From 1 July 2021, the European Union’s (EU) e-commerce reform will be introduced, which will include the withdrawal of the current VAT distance selling regime.
The current regime allows businesses that sell goods to consumers (B2C) from one EU country, to charge the VAT rate of the country of dispatch until defined sales thresholds are exceeded. Once these thresholds are met in the country where the goods are delivered (typically €35,000 or €100,000), you (the seller) will have to register in that country and start charging the VAT rate of that country.
When the new VAT e-commerce package is introduced, the current thresholds will be replaced by a €10,000 EU wide sales threshold applicable to sellers established in the EU and a zero threshold for non-EU sellers.
To reduce the administrative burden and costs for sellers potentially required to VAT register in all 27 EU countries, the EU will introduce an option to report all cross-border B2C distance sales in the form of a One-Stop-Shop (OSS) VAT return.
The OSS is an electronic portal that allows you to declare and remit VAT on most EU wide B2C sales. The OSS will not take away the requirement for businesses to charge VAT in each EU member state, however, it will allow you to register in only one EU member state to report and pay the VAT on these transactions on a quarterly basis.

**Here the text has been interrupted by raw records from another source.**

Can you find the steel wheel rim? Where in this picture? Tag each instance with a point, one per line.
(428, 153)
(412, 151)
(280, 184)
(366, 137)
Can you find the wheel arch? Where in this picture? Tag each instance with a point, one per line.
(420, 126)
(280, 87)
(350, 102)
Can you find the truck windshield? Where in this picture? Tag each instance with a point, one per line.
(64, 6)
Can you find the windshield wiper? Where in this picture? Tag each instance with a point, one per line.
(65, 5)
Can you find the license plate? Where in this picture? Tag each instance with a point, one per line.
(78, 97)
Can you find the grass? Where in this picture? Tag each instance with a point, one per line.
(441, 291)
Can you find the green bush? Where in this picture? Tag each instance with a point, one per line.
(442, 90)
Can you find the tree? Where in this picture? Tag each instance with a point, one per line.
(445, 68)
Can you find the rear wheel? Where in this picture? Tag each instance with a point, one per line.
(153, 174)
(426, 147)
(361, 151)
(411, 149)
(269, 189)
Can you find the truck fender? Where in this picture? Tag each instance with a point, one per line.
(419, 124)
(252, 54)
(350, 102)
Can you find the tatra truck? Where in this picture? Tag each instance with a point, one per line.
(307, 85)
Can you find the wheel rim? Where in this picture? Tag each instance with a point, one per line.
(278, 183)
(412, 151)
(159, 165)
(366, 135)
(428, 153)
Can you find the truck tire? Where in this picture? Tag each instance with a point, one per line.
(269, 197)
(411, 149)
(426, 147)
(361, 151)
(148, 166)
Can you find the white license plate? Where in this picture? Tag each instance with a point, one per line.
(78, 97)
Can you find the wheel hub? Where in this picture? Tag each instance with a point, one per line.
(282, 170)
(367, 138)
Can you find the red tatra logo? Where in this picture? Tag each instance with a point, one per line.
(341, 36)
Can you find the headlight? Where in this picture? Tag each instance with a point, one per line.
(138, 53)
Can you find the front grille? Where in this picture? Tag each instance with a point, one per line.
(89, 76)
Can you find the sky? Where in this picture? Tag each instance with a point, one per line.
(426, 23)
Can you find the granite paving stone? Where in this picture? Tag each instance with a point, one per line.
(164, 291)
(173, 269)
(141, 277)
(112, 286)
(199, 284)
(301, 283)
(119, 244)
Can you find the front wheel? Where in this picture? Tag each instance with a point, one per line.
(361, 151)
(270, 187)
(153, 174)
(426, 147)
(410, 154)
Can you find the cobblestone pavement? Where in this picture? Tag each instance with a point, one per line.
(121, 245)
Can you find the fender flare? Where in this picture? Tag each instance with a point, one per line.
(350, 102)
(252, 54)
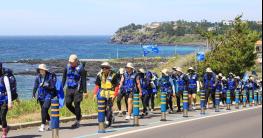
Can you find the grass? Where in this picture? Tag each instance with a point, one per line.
(29, 110)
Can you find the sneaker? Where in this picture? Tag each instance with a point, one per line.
(171, 112)
(107, 123)
(75, 125)
(49, 126)
(179, 110)
(150, 113)
(120, 114)
(41, 128)
(194, 107)
(128, 117)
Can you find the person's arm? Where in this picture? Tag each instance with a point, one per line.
(64, 77)
(139, 85)
(121, 82)
(36, 84)
(83, 79)
(115, 85)
(173, 85)
(97, 86)
(8, 90)
(186, 79)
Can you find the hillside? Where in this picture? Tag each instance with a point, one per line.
(173, 32)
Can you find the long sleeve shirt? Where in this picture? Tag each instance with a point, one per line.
(8, 90)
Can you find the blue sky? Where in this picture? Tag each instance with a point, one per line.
(104, 17)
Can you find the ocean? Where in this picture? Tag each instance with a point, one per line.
(15, 48)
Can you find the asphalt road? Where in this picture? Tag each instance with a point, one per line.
(242, 123)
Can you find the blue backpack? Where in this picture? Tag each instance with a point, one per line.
(12, 80)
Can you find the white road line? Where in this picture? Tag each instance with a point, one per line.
(180, 122)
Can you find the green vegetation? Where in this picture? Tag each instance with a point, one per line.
(232, 51)
(175, 31)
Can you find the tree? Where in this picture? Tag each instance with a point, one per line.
(233, 51)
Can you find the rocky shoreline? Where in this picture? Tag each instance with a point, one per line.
(92, 67)
(137, 40)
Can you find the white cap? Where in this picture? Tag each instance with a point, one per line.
(121, 70)
(209, 70)
(73, 58)
(191, 68)
(105, 64)
(43, 67)
(179, 69)
(165, 72)
(130, 65)
(142, 70)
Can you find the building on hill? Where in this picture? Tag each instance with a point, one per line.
(258, 47)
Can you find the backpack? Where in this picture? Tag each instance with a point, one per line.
(12, 80)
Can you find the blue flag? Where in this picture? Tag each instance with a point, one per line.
(150, 49)
(60, 93)
(200, 56)
(245, 77)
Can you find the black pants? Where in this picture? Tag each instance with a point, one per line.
(145, 102)
(179, 95)
(73, 95)
(3, 113)
(152, 98)
(223, 98)
(45, 105)
(208, 93)
(119, 98)
(232, 95)
(108, 111)
(169, 101)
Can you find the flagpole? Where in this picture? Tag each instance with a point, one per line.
(117, 51)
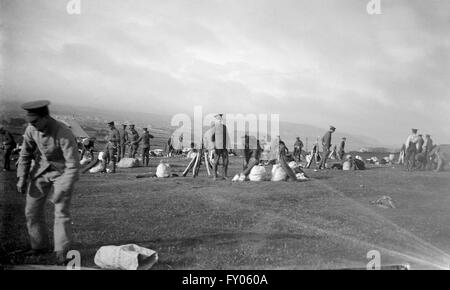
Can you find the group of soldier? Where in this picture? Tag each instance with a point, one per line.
(415, 152)
(117, 142)
(327, 152)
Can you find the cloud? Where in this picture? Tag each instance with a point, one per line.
(314, 62)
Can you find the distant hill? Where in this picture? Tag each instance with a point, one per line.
(93, 121)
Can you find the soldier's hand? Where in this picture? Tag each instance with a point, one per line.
(21, 185)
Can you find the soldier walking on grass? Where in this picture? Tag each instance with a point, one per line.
(134, 141)
(57, 165)
(145, 138)
(123, 141)
(8, 146)
(326, 144)
(111, 147)
(220, 139)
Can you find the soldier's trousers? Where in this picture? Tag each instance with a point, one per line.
(133, 151)
(411, 157)
(325, 154)
(224, 154)
(145, 156)
(122, 150)
(38, 192)
(7, 157)
(297, 154)
(248, 165)
(110, 152)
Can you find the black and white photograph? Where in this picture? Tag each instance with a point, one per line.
(224, 135)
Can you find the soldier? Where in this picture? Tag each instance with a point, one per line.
(252, 154)
(298, 145)
(134, 141)
(145, 138)
(123, 141)
(57, 167)
(342, 148)
(419, 144)
(220, 139)
(428, 145)
(282, 154)
(8, 146)
(87, 146)
(326, 144)
(411, 149)
(113, 140)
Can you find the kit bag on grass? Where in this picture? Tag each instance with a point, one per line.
(125, 257)
(163, 170)
(258, 173)
(278, 173)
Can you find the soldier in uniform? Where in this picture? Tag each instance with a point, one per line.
(113, 140)
(411, 149)
(326, 144)
(57, 167)
(87, 147)
(419, 144)
(298, 146)
(220, 139)
(123, 141)
(134, 141)
(145, 138)
(252, 154)
(342, 148)
(428, 145)
(8, 146)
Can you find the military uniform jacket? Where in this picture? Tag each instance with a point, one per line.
(54, 149)
(326, 140)
(146, 136)
(113, 136)
(220, 137)
(342, 146)
(134, 137)
(8, 140)
(123, 136)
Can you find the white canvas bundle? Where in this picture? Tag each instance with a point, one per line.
(258, 173)
(97, 168)
(346, 165)
(308, 158)
(85, 160)
(278, 173)
(294, 165)
(126, 257)
(163, 170)
(128, 163)
(301, 176)
(239, 178)
(391, 157)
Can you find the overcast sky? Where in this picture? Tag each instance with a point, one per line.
(313, 62)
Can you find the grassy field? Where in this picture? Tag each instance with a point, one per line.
(325, 223)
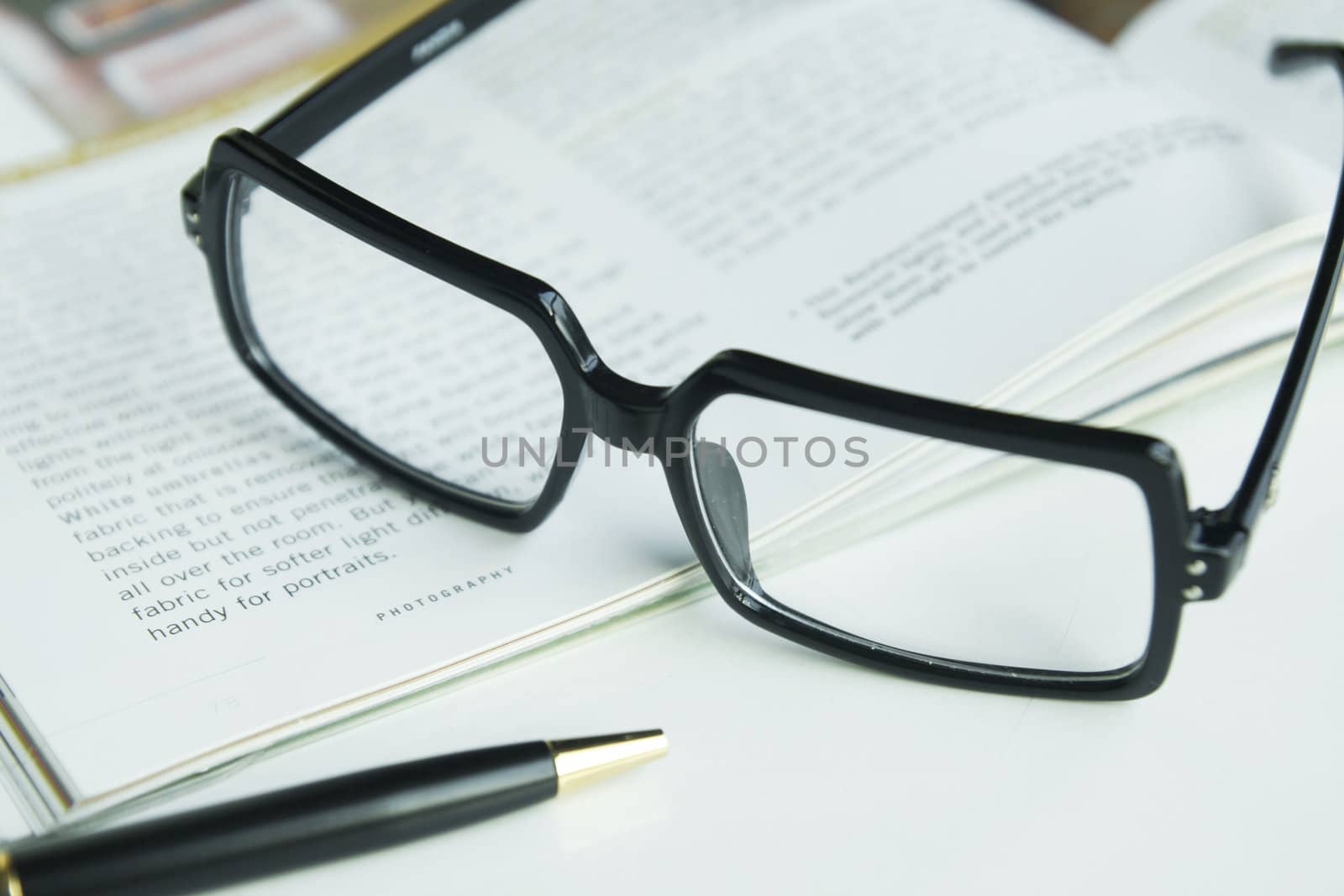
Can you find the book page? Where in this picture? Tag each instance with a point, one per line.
(190, 569)
(1220, 50)
(27, 129)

Note: The OSS may be used for B2C distance sales and the provision of specific services only. The services include admission, transport, accommodation and some land-related services. Domestic sales and transfers of inventory between different member states still require local VAT registrations.
Registering for the One-Stop-Shop
Registrations for the OSS are opening from April 2021 and if you’re a seller established:
Extended responsibilities for Online Marketplaces (OMP)
In line with the introduction of the OSS, all OMP’s such as Amazon and eBay will become liable for collecting VAT on certain sales of goods facilitated through their website. This will include all domestic and distance sales made by non-EU sellers, and will force the OMP into charging and accounting for the VAT on these types of transactions. The non-EU seller will then have a requirement to report the sale to the OMP in a domestic VAT return in the country where the goods were sold.
The new VAT e-commerce package will introduce a variety of changes for e-commerce sellers and these rules will require businesses to change the way that they trade and account for VAT in the EU.
Disclaimer: The information contained in the present page is general and does not constitute legal advice. Before taking any decision or action on the above information you should take the appropriate professional advice.